Let's suppose that I have n
points, and a square numpy matrix where i,j
'th entry is filled with the distance between the point i
and point j
. How can I derive an adjacency matrix in a way that, there is an "edge" between point a
and point b
if for every other point c
, max(dist(c,a), dist(c,b)) > dist(a,b)
, in other words there is not any other point c
such as c
is closer to a
and b
than, a
and b
are to each other. I could write this in numpy with some for loops, but I wonder if there is any easier/faster way to do so.
EDIT: I think it is kinda similar to finding the 'closure' of points. e.g, if we have 4 vertices of a rectangle we only draw the sides (4 edges)
CodePudding user response:
This is really hard to do without a concrete example, so I may be getting this slightly wrong.
So you have an nxn matrix (presumably symmetric with a diagonal of 0) representing the distances.

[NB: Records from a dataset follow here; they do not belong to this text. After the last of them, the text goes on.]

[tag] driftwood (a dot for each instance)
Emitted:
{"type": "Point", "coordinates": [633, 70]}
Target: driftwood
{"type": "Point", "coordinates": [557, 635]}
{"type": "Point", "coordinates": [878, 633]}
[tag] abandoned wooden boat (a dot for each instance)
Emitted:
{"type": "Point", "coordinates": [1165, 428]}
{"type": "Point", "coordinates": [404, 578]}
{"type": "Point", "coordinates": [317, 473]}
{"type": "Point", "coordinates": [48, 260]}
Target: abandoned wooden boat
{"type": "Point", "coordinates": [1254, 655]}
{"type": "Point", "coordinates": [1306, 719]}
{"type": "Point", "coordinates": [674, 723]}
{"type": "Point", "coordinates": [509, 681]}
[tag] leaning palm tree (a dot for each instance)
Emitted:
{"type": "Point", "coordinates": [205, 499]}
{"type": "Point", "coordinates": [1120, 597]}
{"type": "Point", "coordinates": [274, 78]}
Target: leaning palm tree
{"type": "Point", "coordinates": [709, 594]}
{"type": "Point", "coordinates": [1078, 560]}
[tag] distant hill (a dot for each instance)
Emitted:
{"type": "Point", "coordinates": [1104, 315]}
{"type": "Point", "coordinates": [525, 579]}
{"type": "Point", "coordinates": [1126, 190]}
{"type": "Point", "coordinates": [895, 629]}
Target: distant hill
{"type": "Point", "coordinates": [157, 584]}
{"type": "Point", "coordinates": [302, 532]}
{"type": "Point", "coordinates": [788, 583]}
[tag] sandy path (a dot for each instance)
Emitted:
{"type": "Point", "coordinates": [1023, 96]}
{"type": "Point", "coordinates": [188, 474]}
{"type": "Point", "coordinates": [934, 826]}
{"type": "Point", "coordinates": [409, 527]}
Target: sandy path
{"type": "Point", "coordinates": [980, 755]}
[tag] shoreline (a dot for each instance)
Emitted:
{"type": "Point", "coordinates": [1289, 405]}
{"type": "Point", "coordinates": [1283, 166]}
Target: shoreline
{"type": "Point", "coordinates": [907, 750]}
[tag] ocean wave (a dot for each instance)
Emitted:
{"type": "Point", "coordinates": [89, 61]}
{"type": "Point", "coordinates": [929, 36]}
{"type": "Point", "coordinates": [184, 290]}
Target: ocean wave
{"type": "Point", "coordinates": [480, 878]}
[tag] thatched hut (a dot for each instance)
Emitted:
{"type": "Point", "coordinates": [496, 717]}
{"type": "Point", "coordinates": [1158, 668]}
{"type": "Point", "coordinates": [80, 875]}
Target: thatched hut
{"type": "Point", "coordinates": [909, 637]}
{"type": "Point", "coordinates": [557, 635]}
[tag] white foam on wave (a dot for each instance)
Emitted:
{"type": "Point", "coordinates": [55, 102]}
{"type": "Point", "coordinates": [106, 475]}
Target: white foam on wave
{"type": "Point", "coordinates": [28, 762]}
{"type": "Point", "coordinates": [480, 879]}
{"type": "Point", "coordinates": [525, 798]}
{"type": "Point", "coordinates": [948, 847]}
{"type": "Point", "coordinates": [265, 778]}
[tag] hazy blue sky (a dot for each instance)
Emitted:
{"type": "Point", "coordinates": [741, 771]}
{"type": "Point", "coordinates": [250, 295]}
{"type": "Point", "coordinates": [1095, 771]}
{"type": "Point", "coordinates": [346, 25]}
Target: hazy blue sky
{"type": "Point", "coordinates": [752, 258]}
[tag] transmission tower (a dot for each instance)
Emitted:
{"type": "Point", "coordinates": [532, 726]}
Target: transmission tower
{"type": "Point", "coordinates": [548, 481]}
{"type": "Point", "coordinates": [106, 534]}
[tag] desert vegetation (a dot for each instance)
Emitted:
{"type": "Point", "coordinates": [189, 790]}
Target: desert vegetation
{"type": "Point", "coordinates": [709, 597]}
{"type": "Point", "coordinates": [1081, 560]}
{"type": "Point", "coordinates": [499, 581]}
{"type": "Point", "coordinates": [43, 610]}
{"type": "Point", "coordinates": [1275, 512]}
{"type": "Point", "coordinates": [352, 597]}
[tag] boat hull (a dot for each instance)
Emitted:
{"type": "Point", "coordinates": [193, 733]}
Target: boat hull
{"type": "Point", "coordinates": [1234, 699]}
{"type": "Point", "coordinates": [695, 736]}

Let's call this matrix A.
Then A[:,None,:]
is an nx1xn matrix such that if you broadcast it to nxnxn, then A[i, j, k]
is the distance from the i'th point to the k'th point. Likewise, A[None, :, :]
, when broadcast to nxnxn, gives a matrix such that A[i, j, k]
gives the distance from the j'th point to the kth point.
So B = np.maximum(A[:,None,:],A[None,:,:])
is an array such at b[i, j, k]
is the maximum of the distance from i to k or from j to k. Take the minimum of B along the last dimension, and you've got the value for the best possible k
. Edges are those values for which np.min(B, axis=2) <= A.
Again, try this out on your own computer. I may have slight details wrong.